Çarşamba, Ocak 11

İslamcılar MİTÇİ mi oldu?

Uludere’de yaşanan acı olayın ardından medyada yeni bir tartışmanın fitili ateşlenmiş oldu. Tartışmanın tarafları İslamcılıkları ile öne çıkan kalemler ve Uludere’de MİT’in ve Hükümet’inzaafı olduğunu iddia eden Liberaller.
Doğrusu bu tartışmaya önümüzdeki günlerde daha çok şahit olacağız.

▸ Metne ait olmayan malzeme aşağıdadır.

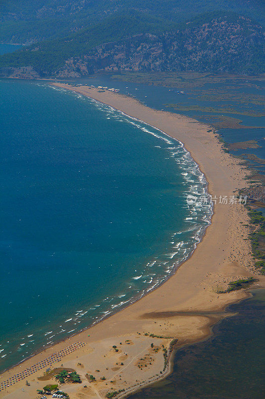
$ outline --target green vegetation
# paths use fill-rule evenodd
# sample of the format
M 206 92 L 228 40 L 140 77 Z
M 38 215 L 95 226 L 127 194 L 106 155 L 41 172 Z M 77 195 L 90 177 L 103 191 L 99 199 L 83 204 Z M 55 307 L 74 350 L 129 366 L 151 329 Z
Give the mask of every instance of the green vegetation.
M 106 395 L 106 398 L 115 398 L 115 396 L 117 396 L 118 394 L 119 394 L 120 392 L 124 392 L 125 390 L 125 389 L 123 389 L 119 390 L 119 391 L 113 391 L 113 392 L 108 392 L 108 393 Z
M 67 370 L 63 370 L 55 376 L 61 384 L 65 383 L 82 383 L 80 376 L 75 371 L 69 373 Z
M 257 260 L 255 267 L 262 274 L 265 274 L 265 217 L 262 212 L 250 210 L 248 212 L 251 223 L 255 229 L 250 234 L 253 256 Z
M 255 2 L 252 6 L 243 0 L 2 0 L 1 41 L 28 45 L 2 56 L 0 67 L 31 66 L 40 76 L 57 76 L 68 60 L 71 73 L 81 75 L 105 67 L 261 72 L 265 19 L 262 0 Z M 107 45 L 100 62 L 95 47 L 103 43 Z M 153 62 L 156 51 L 148 48 L 161 46 Z M 115 58 L 123 53 L 128 65 Z M 145 61 L 134 68 L 130 59 L 135 54 Z
M 209 113 L 236 114 L 237 115 L 245 115 L 246 116 L 263 117 L 265 116 L 264 112 L 250 109 L 246 109 L 243 111 L 227 107 L 213 108 L 212 107 L 205 107 L 195 105 L 184 105 L 183 103 L 180 104 L 164 104 L 164 105 L 167 108 L 174 108 L 177 111 L 182 112 L 193 111 L 196 112 L 207 112 Z
M 95 378 L 94 378 L 94 377 L 92 375 L 92 374 L 88 374 L 87 373 L 87 374 L 86 375 L 86 376 L 87 378 L 88 379 L 88 380 L 89 381 L 90 381 L 90 383 L 93 383 L 94 381 L 96 381 Z
M 165 340 L 170 340 L 174 338 L 174 337 L 165 337 L 164 335 L 155 335 L 154 334 L 150 334 L 150 333 L 145 333 L 144 335 L 149 336 L 152 338 L 164 338 Z
M 57 384 L 50 384 L 49 385 L 46 385 L 45 387 L 43 387 L 43 391 L 46 392 L 51 392 L 52 391 L 55 391 L 55 390 L 57 389 L 58 388 L 58 386 Z
M 254 277 L 249 278 L 240 279 L 236 280 L 235 281 L 231 281 L 228 283 L 229 287 L 227 289 L 223 291 L 218 291 L 218 294 L 226 294 L 227 292 L 231 292 L 232 291 L 237 291 L 241 288 L 247 288 L 256 281 L 259 281 Z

Pazartesi günü Mehmet Baransu’nun, Salı günü de Yıldıray Oğur’un yazılarındaki ağır ithamlar ve suçlamalar bu tartışmanın devam edeceğini açıkça gösteriyor. Öncelikle bu tartışmaya Cemaat’i karıştırmamak lazım. Çünkü Ekrem Dumanlı Pazartesi günü Zaman Gazetesi’nde yayınlanan yazısında Taraf, Mehmet Baransu, Önder Aytaç ve Emre Uslu’nun yapıp ettiklerinin Cemaat’e maledilmesinden rahatsız olduğunu açıkça yazdı. Zaten sözkonusu isimler, Cemaat’le ilişkilerinin olmadığını ve yaptıklarının Cemaat’i bağlamayacağını sık sık dile getiriyorlar. Dolayısıyla bu tartışmada Cemaat, bahsi diğer bana göre de.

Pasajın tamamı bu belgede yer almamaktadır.